Le #1erMai est la fête de toutes celles et ceux qui aiment le travail, le chérissent, parce qu’ils produisent, parce qu’ils forment, parce qu’ils savent que par le travail nous construisons l’avenir. Merci de porter ces valeurs et d’œuvrer chaque jour pour notre Nation.

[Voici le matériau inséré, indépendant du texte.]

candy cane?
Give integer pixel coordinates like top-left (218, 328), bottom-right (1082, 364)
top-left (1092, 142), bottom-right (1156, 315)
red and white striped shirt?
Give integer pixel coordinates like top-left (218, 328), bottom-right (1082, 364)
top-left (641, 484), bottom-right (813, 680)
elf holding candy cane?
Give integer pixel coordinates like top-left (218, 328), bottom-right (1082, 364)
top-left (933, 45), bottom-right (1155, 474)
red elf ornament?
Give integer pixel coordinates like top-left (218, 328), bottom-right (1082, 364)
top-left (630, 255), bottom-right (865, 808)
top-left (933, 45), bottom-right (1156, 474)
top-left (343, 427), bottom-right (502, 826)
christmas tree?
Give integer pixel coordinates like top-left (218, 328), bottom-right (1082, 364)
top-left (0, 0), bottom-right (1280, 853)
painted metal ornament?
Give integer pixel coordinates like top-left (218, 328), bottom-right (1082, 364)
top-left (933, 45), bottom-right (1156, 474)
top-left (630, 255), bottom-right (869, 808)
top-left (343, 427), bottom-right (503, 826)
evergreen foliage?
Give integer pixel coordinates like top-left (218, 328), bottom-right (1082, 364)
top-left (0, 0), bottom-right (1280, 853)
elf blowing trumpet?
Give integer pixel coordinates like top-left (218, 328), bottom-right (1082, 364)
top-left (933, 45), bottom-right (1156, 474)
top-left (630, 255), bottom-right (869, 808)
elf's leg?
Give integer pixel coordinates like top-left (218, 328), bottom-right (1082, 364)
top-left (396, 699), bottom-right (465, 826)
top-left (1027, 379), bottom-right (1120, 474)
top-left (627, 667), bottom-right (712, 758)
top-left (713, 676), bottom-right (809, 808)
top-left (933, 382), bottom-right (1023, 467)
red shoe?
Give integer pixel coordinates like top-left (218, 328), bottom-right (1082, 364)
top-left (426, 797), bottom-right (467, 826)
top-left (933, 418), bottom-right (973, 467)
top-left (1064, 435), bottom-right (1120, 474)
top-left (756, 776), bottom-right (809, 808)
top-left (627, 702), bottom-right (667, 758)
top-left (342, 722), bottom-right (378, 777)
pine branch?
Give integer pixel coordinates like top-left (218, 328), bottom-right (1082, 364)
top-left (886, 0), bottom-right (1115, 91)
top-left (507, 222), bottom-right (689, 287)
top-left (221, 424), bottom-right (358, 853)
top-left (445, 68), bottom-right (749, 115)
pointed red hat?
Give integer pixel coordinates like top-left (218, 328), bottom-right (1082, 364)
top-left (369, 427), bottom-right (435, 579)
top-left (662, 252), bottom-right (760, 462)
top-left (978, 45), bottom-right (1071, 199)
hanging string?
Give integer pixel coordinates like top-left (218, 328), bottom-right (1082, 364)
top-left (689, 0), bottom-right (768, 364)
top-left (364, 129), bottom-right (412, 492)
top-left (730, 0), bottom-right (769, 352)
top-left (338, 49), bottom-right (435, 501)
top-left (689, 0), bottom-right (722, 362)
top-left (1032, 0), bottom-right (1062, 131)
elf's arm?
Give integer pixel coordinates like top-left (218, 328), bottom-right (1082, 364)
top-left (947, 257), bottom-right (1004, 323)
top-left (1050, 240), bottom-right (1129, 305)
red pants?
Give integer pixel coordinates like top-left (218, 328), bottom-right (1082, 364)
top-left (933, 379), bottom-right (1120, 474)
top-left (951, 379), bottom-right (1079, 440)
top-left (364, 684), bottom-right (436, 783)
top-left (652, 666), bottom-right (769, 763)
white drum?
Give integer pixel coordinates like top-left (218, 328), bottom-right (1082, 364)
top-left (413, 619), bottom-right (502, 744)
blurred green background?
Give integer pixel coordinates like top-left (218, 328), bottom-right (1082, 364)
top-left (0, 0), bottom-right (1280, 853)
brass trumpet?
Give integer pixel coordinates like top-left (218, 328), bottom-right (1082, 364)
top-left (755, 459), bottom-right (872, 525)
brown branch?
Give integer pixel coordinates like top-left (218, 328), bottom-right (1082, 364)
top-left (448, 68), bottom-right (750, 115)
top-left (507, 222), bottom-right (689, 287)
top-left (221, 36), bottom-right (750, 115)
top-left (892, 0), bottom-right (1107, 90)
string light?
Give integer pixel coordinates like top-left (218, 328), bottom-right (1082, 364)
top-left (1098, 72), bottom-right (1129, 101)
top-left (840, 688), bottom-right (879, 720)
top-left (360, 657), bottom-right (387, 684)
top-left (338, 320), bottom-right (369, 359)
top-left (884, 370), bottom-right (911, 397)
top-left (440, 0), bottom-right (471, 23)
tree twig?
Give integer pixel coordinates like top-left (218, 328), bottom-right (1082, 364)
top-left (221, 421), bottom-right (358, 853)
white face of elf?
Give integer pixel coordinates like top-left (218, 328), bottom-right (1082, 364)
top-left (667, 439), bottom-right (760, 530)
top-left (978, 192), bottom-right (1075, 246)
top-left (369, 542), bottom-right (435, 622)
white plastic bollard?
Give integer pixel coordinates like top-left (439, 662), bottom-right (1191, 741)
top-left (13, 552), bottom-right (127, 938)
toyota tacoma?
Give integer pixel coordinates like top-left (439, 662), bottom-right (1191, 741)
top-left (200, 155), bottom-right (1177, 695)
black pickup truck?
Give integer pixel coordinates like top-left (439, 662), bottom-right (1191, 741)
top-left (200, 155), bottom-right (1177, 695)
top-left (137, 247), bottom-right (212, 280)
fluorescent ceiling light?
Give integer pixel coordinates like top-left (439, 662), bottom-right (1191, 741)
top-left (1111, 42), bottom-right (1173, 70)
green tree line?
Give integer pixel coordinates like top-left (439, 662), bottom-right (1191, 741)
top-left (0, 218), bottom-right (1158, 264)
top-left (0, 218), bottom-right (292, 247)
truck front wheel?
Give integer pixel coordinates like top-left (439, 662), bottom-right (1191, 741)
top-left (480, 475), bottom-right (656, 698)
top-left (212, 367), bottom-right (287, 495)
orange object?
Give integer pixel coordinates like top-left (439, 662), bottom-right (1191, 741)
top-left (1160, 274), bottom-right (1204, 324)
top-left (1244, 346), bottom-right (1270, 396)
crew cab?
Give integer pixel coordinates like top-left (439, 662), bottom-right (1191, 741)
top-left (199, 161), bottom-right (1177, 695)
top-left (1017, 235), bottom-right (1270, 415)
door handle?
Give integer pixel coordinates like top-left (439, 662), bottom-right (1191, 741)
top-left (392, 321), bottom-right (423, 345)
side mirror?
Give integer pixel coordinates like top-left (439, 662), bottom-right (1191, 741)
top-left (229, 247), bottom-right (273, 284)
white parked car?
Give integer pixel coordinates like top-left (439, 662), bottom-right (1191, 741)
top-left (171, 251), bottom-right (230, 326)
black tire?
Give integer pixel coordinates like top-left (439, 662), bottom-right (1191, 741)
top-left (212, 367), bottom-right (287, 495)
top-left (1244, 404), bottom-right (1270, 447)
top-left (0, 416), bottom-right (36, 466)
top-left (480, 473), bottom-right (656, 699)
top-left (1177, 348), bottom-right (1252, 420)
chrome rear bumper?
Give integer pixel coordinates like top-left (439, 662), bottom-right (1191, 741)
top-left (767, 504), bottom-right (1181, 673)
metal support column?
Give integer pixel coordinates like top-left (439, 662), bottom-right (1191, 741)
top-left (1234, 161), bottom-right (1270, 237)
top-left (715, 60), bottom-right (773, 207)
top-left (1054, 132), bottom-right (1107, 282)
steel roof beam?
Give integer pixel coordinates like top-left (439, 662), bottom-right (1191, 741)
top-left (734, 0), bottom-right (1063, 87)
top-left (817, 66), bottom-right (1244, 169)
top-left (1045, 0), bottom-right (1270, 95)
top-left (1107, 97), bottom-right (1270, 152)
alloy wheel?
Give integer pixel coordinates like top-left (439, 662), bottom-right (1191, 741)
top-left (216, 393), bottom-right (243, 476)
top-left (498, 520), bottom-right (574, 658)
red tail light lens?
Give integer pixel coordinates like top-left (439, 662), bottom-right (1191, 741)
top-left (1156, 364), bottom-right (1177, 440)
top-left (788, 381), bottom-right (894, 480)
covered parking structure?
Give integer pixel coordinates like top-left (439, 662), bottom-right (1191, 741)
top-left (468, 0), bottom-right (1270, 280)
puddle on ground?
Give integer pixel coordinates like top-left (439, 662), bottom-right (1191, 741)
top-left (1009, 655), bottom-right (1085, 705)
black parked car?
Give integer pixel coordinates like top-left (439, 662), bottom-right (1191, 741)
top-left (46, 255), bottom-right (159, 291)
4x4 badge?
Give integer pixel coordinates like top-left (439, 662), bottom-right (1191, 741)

— Emmanuel Macron (@EmmanuelMacron) May 1, 2019
Des propos célébrant le travail, qui n’ont pas manqué de faire grincer des dents. Car si on l’appelle «Fête du travail», le 1er mai est d’abord la «Fête des travailleuses et des travailleurs». Et ses origines, loin de valoriser l’effort de production, sont avant tout teintées d’anarchisme.
Anarchisme et printemps
Le 1er mai 1886, des ouvriers entrent en grève pour réclamer la journée de 8h. Le mouvement social est appuyé dans ses revendications par les anarchistes, bien implantées dans le pays, et notamment à Chicago, foyer de la contestation. Rapidement, la situation se tend. Le 4 mai 1886, au Haymarket Square, plusieurs centaines de milliers de personnes se réunissent. Des policiers sont tués par l’explosion d’une bombe et leurs collègues tirent dans la foule. Les anarchistes sont désignés comme responsables des violences : quatre seront pendus, avant d’être par la suite réhabilités.
C’est en mémoire de cette grève, et des manifestants et des anarchistes tués pour avoir réclamé la journée de huit heures, que lors de son congrès fondateur, la deuxième internationale (ou internationale socialiste), choisit le 1er mai comme date dédiée aux revendications des travailleuses et des travailleurs. Nous sommes en 1889, et partout dans le monde, «le 1er mai se teinte de rouge et de noir, les couleurs du socialisme et de l’anarchisme», résume Fabrice Drouelle dans Affaires sensibles.
«Selon l’historien Éric Hobsbawn, cette nouvelle tradition s’établit en se greffant au symbolisme des anciennes coutumes folkloriques lié aux fêtes printanières», écrit par ailleurs l’Encyclopédie canadienne.
De Clémenceau à Vichy
Le 1er mai devient donc une journée de manifestation dès la fin du XIXe siècle. A l’aube des années 1900, le sang coule à plusieurs reprises alors que des ouvriers demandent plus de droits. Par exemple à «Fourmies en 1891 ou Paris en 1906», esquisse pudiquement le ministère du Travail sur sa page consacrée au 1er mai - il n’y est d’ailleurs pas question des origines anarchistes de cette date. Finalement, «le gouvernement de Georges Clémenceau crée le ministère du Travail en octobre 1906 pour devenir le réceptacle des revendications des ouvriers.»
Les termes de «Fête du travail» prennent le pas en 1942, quand le régime de Vichy intègre le 1er mai à sa propagande. «En effet, la IIIe République ayant toujours refusé de faire du 1er mai une fête officielle, son officialisation par les lois d’avril 1941 fut une douce revanche pour le régime, écrit Rémi Dalisson, historien de la culture dans un essai sur la propagande festive de Vichy. Baptisé « Fête du travail et de la concorde sociale », on lui adjoignit souvent le nom du saint du jour, la Saint-Philippe ou « Fête du Maréchal », manière de montrer la place centrale du chef et de contribuer à son culte.»
Pour trancher définitivement, on notera «Fête du travail» et «Fête des travailleuses et des travailleurs» ne tombent pas le même jour au Canada - il en va de même aux Etats-Unis. Et si la première est en septembre, la seconde a bien lieu le 1er mai.